Friday, December 16, 2011

Parle-G

The luscious temptations of the modern world have ravaged all the reservations of our adolescence. Through our reservations we sought a deeper connection before jumping into a superficial closeness. The trouble for us is that in the modern world, those like me who have tried to jump into material superficiality have at first fallen in love with it, but then have stopped believing in everything, even love, after having realized the fakeness of things that were superficial.

We grew up in lack of superficiality and still haven't got used to being around it. In my teens, we all knew what it was to be around beauty and we know what it meant to long for it. But the age of visual excesses that we soon were to witness destroyed that continuity. Suddenly it was just hotness and sex all over and there was nothing else to achieve or dream for. All emotions, love and longing started appearing as an attempt to escape the reality of natural selection.

Having found some pieces of Parle-G in the jaggery nimkins from my last trip to home, I just realized how much more we now spend to get the same pleasure that we had with much less. I also have some nan-khatai, cookies made with flour, sugar and hydrogenated fat. We had our problems in the old world, but we knew hot to cope with them. Suddenly, there seems nothing else except a game of power.

Our only option in the new world is to keep the balance between expenses and income and hope that everything would work out for us in the end.
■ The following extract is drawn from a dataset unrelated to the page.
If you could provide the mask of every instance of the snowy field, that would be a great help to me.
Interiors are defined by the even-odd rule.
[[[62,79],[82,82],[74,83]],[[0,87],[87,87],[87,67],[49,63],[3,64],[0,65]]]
We don't believe that anything else is achievable. If we feel sick, there are medicines and doctors at your service, but there would be no one tell that you're fine. Having consciously got rid of little things in our lives, thinking that they were irrational, we have nothing to love and nothing to fear of losing when we're gone. With no purpose to live, we know we would die in ignominy.

You could of course, just love superficiality and be married to it, but would you love it? People of my kind are still unsure.

Thursday, September 29, 2011

internet banking in India

I spent last 3 hours trying to buy a ticket from an Indian website. I had opened an account in India to avoid carrying cash/amex-checks with me while I am there, but I can't use the bank account for anything. Every time I try using the internet banking the password doesn't work. If I ask them for the password, they send me my password through mail (apparently that is much safe than resetting the password). I can't use the card for buying anything either because all merchants require me to login with password (another ridiculous lack of responsibility). I guess the only relief is banking exists in India and if you know the right people and are lucky enough things would work out for you. On paper, India has everything - democracy, freedom and capitalism but in practice, good luck if any of that works out for you.

Monday, September 05, 2011

personality type

1.

1. Extrovert/Introvert
2. Sensitive/INtuitive
3. Thinking/Feeling
4. Judging/Perceiving


I should be an INTP but I somewhat lean towards ISTP as well. I think intuitively and then try to approach with rational/details. I am not a complete INTP and cannot live in my own workd. I rely on popular opinion but only to see how applicable my approaches are (makes sense to me, if I am an ISTP).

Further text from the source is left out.